The Daily Dispatch
- Type: Daily newspaper
- Format: Broadsheet
- Owner: Paxton Media Group
- Publisher: Jeff Ayers
- Editor-in-chief: Gary Band
- News editor: Tyler Davis
- Founded: August 12, 1914; 111 years ago
- Language: English
- Headquarters: 420 South Garnett Street Henderson, North Carolina 27536 United States
- City: Henderson
- Country: United States of America
- ISSN: 2577-347X
- OCLC number: 37631964
- Website: hendersondispatch.com

= The Daily Dispatch =

Daily newspaper in North Carolina

The Daily Dispatch is an American, English-language community-oriented daily newspaper based in Henderson, North Carolina, primarily covering the North Carolina counties of Vance, Granville, and Warren. It is published three times a week—on Tuesdays, Thursdays, and Saturdays—except on certain national holidays.

==History==
President and Editor P.T. Way started the publication as a four-page, 16-column daily version of his semi-weekly Henderson Gold Leaf on that date when World War I brought the need for up-to-date news of events abroad. The newspaper took the name of the Henderson Daily Dispatch in 1915 when Henry A. Dennis joined the staff as the paper's news editor.
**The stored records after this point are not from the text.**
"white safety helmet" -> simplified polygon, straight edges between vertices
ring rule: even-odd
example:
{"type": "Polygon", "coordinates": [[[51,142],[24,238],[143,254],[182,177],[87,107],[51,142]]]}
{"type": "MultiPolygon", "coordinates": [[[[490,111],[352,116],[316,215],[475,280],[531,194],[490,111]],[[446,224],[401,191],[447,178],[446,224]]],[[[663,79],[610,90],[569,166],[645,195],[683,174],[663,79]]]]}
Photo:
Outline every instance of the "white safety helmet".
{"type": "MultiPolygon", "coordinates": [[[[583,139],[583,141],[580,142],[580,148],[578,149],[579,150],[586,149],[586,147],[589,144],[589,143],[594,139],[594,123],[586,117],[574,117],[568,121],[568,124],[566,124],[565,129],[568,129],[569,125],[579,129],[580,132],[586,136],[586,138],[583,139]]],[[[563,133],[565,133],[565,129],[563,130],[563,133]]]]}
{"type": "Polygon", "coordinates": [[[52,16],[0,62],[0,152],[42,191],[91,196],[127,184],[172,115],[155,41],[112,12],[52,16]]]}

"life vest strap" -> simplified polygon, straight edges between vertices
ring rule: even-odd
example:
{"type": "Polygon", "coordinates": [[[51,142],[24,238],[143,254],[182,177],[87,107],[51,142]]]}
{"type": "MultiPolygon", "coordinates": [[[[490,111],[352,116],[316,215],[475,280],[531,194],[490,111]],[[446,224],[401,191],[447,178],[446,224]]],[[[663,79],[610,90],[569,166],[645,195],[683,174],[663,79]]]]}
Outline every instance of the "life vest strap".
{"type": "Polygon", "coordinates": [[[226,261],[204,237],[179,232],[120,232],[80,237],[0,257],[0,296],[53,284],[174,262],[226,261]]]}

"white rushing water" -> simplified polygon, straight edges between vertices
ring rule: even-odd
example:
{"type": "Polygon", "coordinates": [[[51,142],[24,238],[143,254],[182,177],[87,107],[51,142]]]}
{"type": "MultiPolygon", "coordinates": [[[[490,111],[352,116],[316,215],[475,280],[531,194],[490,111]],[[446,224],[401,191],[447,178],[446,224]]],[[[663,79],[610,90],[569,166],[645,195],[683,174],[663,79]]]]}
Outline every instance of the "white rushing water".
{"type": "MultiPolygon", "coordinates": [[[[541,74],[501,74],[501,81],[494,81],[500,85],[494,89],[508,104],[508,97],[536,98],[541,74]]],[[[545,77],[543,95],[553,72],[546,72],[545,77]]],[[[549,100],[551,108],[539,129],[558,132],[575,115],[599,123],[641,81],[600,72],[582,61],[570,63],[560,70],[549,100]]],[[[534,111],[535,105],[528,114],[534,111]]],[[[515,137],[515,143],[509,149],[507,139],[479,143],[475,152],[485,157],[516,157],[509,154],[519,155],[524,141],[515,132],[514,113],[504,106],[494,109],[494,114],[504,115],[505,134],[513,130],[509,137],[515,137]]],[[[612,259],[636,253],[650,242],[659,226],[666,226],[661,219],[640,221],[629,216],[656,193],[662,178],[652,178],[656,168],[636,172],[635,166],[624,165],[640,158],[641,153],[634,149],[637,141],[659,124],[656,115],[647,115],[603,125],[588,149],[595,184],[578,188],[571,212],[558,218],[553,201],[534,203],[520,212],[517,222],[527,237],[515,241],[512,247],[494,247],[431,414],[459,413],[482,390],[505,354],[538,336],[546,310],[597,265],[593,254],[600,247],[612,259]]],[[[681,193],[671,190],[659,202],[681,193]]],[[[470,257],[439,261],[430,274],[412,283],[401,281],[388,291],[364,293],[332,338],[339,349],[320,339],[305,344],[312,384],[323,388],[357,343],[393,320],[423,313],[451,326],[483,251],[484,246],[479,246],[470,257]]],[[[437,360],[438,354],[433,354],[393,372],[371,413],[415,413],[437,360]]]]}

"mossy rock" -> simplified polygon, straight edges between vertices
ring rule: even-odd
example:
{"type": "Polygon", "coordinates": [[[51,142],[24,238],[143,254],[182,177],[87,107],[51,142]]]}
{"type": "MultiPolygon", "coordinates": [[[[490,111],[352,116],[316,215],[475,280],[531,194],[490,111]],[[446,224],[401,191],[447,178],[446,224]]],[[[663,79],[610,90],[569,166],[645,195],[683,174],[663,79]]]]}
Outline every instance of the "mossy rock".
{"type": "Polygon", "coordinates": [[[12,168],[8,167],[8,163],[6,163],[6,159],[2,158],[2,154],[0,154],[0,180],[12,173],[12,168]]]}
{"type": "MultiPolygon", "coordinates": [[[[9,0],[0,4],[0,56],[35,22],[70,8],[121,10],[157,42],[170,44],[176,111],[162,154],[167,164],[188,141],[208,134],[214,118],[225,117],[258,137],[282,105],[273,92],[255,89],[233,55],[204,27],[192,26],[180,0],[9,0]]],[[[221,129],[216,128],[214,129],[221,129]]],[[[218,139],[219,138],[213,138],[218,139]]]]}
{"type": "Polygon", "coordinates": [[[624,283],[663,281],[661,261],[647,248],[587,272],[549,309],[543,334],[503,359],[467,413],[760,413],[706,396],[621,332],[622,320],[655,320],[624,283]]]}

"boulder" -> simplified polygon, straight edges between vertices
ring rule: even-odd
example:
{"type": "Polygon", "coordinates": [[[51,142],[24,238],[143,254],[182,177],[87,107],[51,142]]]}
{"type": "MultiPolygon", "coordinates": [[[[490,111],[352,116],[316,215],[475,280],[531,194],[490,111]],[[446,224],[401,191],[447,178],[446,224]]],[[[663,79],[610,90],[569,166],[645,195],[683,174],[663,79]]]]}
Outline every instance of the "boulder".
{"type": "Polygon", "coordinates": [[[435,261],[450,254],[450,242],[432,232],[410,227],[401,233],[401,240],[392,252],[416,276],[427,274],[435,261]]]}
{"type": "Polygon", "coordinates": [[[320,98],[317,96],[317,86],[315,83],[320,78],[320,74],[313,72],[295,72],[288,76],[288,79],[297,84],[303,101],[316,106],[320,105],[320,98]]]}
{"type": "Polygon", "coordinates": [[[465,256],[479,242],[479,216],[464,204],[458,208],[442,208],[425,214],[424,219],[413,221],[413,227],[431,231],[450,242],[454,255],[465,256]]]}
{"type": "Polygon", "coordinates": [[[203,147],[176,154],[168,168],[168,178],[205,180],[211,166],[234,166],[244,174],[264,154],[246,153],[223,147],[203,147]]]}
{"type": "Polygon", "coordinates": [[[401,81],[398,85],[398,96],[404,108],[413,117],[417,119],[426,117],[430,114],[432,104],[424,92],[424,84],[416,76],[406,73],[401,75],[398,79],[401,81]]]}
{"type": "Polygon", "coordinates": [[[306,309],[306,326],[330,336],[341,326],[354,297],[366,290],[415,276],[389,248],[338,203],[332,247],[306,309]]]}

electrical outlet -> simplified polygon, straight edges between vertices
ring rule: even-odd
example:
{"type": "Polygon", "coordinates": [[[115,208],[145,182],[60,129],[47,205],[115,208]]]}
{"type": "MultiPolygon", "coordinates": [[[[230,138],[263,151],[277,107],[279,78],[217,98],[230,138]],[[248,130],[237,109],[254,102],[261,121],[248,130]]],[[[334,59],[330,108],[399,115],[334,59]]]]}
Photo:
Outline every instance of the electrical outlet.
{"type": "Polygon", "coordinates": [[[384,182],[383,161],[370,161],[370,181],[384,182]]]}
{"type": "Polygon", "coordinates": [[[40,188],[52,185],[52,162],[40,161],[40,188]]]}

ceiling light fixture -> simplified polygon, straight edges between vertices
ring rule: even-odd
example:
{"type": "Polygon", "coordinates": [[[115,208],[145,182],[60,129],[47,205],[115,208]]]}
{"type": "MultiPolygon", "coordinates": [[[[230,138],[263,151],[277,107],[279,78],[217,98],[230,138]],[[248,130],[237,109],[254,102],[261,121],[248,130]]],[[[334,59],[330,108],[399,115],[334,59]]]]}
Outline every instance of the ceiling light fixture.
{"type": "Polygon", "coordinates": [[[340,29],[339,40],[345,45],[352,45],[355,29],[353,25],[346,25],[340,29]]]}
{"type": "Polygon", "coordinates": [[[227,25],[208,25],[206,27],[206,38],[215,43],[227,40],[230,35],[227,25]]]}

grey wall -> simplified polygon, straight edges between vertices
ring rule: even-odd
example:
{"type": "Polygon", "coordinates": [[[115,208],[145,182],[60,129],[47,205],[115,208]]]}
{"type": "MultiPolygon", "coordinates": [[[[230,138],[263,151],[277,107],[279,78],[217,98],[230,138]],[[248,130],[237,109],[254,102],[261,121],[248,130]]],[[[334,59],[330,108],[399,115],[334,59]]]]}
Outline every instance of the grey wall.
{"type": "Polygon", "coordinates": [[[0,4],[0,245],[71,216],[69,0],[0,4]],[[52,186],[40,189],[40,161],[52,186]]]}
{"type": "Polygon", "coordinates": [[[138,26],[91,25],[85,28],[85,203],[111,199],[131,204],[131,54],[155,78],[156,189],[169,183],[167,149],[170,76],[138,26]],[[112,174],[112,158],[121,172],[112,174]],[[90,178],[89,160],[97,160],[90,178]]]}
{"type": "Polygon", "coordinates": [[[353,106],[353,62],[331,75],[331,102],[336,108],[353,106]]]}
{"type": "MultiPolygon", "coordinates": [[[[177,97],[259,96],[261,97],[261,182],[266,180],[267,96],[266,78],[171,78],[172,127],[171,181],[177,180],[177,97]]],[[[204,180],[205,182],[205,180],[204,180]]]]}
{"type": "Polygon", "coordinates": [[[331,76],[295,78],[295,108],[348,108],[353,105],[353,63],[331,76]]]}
The Gold Leaf reverted to a weekly edition that year and stopped publication following a fire in December 1946 at the newspaper office.
- The Gold Leaf. [online resource] (Henderson, Vance County, N.C.) 1881-1911; OCLC: 894524007
- Henderson Daily Dispatch. (Henderson, Vance County, N.C.) 1914-1995. OCLC: 24562449
- The Daily Dispatch. (Henderson, Vance County, N.C.) 1995-current; OCLC: 37631964

The Dispatch bounced back from the fire and operated in a temporary headquarters until its office was rebuilt in 1947. Ten years later, the company moved to a new plant at 304 South Chestnut Street in Henderson. It printed its first edition on a new 32-page rotary press on Monday, Dec. 2, 1957.

In May 1973, the company changed from the old "hot type" process of using molten lead to "cold type" printing, which relied on a typesetter.

In October 1980, The Dispatch installed a front-end system that handled all copy electronically, making typewriters almost obsolete. That system was replaced by a more modern system, using a pagination process, in 1990.

Dennis and his descendants managed the newspaper into the 1990s. Henry A. Dennis, M.L. Finch and S.A. Jones bought all of the company's stock upon Way's death in 1922. Dennis served as president and editor, while Finch served as business manager and secretary-treasurer until his death in 1973. Dennis died in 1979, leaving his family as sole stockholders and his son, William B. Dennis, as editor until his own retirement in March 1994.

The newspaper was sold to Paducah Newspapers Inc. in February 1994, and Rick Bean began a 10-year tenure as the publisher of the newspaper. He took the newspaper from an afternoon daily being published on Monday through Saturday to a morning edition with delivery on Tuesday through Sunday. The newspaper also changed its name to The Daily Dispatch and later launched the newspaper's website, www.hendersondispatch.com.

Bean is currently a group publisher for Paxton Media Group newspapers in North Carolina, Tennessee and Georgia, and the publisher of The Herald Sun in Durham, N.C., and the High Point Enterprise in High Point, N.C.

James D. Edwards became publisher of The Dispatch when Bean moved to High Point in 2004. He previously served as managing editor in the 1980s.

William B. Dennis's son, William A. Dennis, took over as editor following his father's retirement. Other editors have included James Dutra, Laverne Jefferies, Arthur Murray, Glenn Craven and Luke Horton.

The newspaper's current editor, Alan Wooten, joined The Daily Dispatch staff in April 2012. Wooten became publisher/editor when Edwards left the newspaper in January 2014.

==Awards==
The Daily Dispatch is a member of the North Carolina Newspaper Association. It was a back-to-back winner in 2006 and 2007 of the North Carolina Press Association's General Excellence Awards for newspapers with 15,000 subscribers and less.